On se souvient que chaque étape d’agrandissement nécessaire à l’accueil des 7e, puis des 8e et 9e années a fait l’objet d’âpres négociations entre la CSLF et le ministère de l’Éducation et du Développement de la petite enfance, mais les classes ont été construites. 

«J’ai commencé mon contrat de trois ans en avril 2013 et le dossier de l’École-sur-Mer était déjà dans les rouages du système de justice.  Alexandre Roy et Marie Sullivan avaient accepté d’être les codemandeurs dans une action juridique de la CSLF contre la province et les négociations ont traîné.  Et en plus, lorsqu’on met un dossier dans les mains des avocats, on perd un peu le contrôle, car tout se passe à leur niveau.  Mais récemment, on a réussi à se faire mieux comprendre», insiste Mme Bernard-Bourgeois.  

En janvier, Anne Bernard-Bourgeois a assisté à la réunion du comité de parent de l’École-sur-Mer.  À la suite de cette réunion, les deux codemandeurs, l’avocat-conseil dans le dossier, maître Michel Doucet, et l’exécutif de la CSLF se sont rencontrés et ils ont demandé à rencontrer formellement les hauts fonctionnaires concernés par le dossier.  

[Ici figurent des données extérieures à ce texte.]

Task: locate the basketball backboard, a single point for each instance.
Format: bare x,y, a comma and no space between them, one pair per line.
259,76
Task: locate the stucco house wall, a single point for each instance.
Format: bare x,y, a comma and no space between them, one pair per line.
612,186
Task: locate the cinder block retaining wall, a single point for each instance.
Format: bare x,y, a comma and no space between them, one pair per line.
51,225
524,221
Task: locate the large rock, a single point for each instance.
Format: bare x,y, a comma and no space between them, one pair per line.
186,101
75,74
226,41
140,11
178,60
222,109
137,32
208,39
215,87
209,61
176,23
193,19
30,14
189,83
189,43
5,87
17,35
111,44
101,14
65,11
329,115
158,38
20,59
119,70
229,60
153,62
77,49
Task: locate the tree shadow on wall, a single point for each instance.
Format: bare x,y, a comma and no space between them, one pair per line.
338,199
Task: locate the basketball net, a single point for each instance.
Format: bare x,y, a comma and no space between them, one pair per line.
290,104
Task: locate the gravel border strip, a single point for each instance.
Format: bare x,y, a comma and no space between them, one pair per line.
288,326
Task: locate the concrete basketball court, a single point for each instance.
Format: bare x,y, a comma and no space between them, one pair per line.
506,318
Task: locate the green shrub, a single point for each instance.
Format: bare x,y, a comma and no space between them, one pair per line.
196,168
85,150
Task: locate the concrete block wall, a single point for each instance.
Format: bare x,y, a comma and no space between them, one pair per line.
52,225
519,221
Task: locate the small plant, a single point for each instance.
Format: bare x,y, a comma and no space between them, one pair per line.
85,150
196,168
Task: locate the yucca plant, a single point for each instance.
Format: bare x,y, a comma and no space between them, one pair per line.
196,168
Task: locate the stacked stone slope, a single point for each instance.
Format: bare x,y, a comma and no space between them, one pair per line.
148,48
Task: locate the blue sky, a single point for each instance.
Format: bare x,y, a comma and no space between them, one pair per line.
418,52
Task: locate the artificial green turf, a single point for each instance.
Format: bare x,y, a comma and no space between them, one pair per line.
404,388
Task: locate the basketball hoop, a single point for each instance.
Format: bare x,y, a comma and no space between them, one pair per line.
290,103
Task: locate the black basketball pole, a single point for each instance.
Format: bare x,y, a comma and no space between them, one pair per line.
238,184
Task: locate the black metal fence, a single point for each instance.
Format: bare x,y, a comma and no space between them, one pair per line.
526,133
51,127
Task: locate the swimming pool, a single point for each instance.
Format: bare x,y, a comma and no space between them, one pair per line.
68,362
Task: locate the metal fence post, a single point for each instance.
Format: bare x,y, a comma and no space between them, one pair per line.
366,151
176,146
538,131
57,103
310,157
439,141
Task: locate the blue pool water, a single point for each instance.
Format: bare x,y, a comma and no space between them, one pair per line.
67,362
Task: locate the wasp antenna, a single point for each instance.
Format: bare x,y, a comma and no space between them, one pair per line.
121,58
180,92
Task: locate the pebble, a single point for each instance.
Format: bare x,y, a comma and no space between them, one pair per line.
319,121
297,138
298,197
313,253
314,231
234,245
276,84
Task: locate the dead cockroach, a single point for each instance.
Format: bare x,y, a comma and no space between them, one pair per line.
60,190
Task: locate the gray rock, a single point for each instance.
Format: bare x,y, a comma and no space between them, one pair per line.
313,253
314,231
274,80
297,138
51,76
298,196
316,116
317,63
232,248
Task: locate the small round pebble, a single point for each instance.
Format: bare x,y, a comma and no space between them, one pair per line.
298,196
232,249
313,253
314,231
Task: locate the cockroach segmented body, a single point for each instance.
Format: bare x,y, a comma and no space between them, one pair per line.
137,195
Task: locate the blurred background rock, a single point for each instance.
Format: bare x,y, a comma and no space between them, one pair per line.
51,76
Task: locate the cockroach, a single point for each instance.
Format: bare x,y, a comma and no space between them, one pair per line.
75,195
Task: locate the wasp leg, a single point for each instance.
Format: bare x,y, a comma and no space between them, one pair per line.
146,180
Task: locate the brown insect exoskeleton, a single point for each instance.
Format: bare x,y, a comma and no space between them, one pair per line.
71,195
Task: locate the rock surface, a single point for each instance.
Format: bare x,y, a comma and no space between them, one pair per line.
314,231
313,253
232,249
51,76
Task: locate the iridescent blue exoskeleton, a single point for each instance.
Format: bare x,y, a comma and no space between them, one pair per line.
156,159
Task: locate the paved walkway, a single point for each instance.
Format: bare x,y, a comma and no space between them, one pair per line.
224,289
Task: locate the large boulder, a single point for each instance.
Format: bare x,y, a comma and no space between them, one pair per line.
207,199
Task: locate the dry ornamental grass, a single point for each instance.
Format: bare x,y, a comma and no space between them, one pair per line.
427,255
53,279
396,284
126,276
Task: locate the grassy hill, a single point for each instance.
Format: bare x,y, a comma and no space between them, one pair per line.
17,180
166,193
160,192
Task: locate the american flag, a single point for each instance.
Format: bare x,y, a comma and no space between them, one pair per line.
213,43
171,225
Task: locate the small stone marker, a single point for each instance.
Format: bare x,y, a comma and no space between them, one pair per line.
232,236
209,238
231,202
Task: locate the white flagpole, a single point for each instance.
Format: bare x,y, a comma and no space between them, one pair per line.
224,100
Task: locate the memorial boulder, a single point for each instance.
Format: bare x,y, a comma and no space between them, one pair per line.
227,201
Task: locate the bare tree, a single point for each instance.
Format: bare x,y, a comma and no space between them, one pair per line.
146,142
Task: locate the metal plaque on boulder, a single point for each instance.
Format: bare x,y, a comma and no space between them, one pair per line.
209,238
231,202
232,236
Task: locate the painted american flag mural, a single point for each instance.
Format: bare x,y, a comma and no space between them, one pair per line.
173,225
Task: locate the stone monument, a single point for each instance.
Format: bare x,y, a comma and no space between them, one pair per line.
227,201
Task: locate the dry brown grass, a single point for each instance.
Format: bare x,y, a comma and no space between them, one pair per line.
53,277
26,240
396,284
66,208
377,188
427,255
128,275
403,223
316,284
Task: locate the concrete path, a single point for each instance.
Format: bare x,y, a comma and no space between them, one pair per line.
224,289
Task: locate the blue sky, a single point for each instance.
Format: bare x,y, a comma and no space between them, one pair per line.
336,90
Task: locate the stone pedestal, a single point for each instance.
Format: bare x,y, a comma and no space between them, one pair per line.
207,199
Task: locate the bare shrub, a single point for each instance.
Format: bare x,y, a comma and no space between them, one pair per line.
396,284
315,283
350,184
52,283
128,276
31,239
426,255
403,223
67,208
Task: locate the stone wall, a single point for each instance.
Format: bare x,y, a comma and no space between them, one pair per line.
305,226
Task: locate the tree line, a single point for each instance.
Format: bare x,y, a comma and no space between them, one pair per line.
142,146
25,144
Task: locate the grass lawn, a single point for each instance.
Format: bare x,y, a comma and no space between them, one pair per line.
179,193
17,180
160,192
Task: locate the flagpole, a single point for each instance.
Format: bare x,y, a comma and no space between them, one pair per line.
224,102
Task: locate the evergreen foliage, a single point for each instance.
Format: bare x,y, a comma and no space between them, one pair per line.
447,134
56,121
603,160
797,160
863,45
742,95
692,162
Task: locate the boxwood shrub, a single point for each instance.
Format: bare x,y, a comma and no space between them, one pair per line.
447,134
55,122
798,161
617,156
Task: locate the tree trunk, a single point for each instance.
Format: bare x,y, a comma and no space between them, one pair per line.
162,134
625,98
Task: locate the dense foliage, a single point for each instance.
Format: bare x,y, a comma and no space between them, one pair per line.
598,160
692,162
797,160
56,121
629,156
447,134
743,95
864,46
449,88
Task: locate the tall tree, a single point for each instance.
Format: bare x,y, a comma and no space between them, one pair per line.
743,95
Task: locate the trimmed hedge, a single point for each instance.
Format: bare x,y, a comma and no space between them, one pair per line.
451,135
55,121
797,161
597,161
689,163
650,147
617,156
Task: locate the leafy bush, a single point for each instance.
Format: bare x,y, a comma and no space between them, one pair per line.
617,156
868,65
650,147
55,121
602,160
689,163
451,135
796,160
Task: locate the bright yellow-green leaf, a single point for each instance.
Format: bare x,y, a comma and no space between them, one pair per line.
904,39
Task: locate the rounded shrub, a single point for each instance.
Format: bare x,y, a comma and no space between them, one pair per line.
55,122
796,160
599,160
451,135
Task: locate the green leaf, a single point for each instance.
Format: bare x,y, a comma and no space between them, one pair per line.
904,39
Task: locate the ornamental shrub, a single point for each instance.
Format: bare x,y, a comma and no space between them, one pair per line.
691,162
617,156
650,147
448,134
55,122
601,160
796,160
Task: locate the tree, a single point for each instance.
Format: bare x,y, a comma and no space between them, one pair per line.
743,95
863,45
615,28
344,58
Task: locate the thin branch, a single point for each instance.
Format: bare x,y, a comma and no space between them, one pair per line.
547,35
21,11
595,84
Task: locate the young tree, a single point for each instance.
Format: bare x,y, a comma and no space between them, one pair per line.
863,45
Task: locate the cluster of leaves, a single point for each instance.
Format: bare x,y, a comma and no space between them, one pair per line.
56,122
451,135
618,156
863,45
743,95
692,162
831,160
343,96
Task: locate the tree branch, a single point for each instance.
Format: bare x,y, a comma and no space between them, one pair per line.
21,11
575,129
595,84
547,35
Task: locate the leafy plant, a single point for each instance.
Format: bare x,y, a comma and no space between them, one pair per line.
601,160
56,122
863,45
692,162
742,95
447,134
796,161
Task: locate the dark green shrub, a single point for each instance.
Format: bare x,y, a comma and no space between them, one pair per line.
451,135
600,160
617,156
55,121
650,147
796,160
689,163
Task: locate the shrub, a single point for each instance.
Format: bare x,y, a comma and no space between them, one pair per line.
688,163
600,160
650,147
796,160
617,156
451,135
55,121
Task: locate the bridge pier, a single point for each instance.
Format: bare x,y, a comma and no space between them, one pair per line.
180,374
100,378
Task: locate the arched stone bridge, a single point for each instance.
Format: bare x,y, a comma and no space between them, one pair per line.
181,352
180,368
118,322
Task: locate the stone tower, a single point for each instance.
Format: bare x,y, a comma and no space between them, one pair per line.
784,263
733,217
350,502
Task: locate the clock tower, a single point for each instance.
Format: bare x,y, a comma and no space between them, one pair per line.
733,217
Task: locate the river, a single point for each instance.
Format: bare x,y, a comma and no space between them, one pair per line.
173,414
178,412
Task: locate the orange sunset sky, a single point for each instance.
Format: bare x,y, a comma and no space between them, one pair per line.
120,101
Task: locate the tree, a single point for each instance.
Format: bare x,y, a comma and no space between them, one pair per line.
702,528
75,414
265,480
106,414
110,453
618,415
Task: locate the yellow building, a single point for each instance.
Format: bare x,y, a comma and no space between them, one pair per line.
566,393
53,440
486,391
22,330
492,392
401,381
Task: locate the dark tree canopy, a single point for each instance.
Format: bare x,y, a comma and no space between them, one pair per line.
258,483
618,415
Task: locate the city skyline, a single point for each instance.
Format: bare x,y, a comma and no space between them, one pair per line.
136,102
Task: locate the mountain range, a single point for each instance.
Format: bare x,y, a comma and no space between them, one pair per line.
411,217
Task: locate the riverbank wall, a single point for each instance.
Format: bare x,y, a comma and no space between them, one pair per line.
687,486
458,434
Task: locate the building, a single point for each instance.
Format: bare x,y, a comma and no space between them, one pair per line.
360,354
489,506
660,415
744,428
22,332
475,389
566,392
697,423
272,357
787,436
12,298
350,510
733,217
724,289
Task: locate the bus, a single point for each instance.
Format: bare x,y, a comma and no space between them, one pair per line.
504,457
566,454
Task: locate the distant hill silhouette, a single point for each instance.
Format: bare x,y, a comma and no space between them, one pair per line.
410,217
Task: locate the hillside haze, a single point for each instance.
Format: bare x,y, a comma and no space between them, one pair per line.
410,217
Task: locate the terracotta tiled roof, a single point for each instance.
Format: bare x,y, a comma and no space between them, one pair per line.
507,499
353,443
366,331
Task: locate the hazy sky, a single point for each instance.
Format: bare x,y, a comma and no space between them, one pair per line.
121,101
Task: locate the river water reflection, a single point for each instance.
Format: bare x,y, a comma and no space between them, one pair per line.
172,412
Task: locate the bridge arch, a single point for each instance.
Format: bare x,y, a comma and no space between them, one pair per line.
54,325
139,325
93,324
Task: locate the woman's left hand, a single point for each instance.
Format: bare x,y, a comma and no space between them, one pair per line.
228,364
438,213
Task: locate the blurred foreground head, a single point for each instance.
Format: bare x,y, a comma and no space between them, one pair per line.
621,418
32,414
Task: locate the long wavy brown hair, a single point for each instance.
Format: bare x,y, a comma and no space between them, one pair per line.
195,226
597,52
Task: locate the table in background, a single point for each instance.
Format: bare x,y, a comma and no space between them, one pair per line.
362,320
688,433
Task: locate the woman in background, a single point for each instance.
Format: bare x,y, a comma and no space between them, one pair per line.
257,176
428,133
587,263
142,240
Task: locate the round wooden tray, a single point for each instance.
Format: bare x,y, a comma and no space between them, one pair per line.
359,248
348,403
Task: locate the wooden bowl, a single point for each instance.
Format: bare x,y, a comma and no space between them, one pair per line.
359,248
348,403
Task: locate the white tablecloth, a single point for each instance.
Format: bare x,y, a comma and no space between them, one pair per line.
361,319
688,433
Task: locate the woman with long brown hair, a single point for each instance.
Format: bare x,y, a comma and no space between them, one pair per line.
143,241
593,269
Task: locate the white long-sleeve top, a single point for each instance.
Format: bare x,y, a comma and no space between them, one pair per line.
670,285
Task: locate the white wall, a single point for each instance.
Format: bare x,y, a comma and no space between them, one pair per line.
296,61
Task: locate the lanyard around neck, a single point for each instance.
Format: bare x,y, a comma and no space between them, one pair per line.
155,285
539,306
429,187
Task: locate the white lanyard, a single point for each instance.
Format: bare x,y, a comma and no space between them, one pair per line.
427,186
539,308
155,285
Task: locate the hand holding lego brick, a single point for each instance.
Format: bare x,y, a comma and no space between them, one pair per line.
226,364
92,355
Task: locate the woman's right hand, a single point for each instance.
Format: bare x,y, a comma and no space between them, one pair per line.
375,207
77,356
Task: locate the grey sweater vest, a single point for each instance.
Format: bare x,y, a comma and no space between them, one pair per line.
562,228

Cette rencontre a eu lieu en février.  «Vers la mi-février, nous avons rencontré les hauts fonctionnaires, à l’École-sur-Mer, et nous leur avons fait visiter nos locaux pour qu’ils comprennent mieux notre besoin d’une salle de musique plus grande et d’une classe pour l’enseignement des métiers, des sciences familiales et autres.  Après cette rencontre, nous avons attendu et attendu et finalement, récemment, l’avocate de la province, Ruth DeMone, a écrit à notre avocat pour lui confirmer que la province était prête à s’asseoir avec nous pour discuter de nos besoins.  Et là, on attend l’invitation officielle», indique Anne Bernard-Bourgeois, qui est très encouragée par l’ouverture de cette brèche de communication.  

Naturellement, le déclenchement imminent d’élections provinciales pourrait occasionner des retards, mais les parents et la CSLF se croisent les doigts.  

Alors que Summerside se débloque, le dossier de La-Belle-Cloche progresse bien.  «Il y a cinq ans, la province avait réservé 5 millions de dollars à notre projet et nous sentons que cinq ans plus tard, cette somme n’a plus la même valeur et ne sera pas suffisante pour réaliser la vision des parents et de la communauté.  Ils ont déterminé qu’ils veulent un nouvel emplacement et un édifice neuf, et nous avons fait part récemment de notre liste de justifications pour obtenir plus de fonds.  Mais ça va bien dans cette région», assure Anne Bernard-Bourgeois.  

Par ailleurs, le troisième grand dossier de la CSLF est celui de l’intégration éventuelle du préscolaire sous l’administration de la CSLF.  La aussi, il y a des progrès.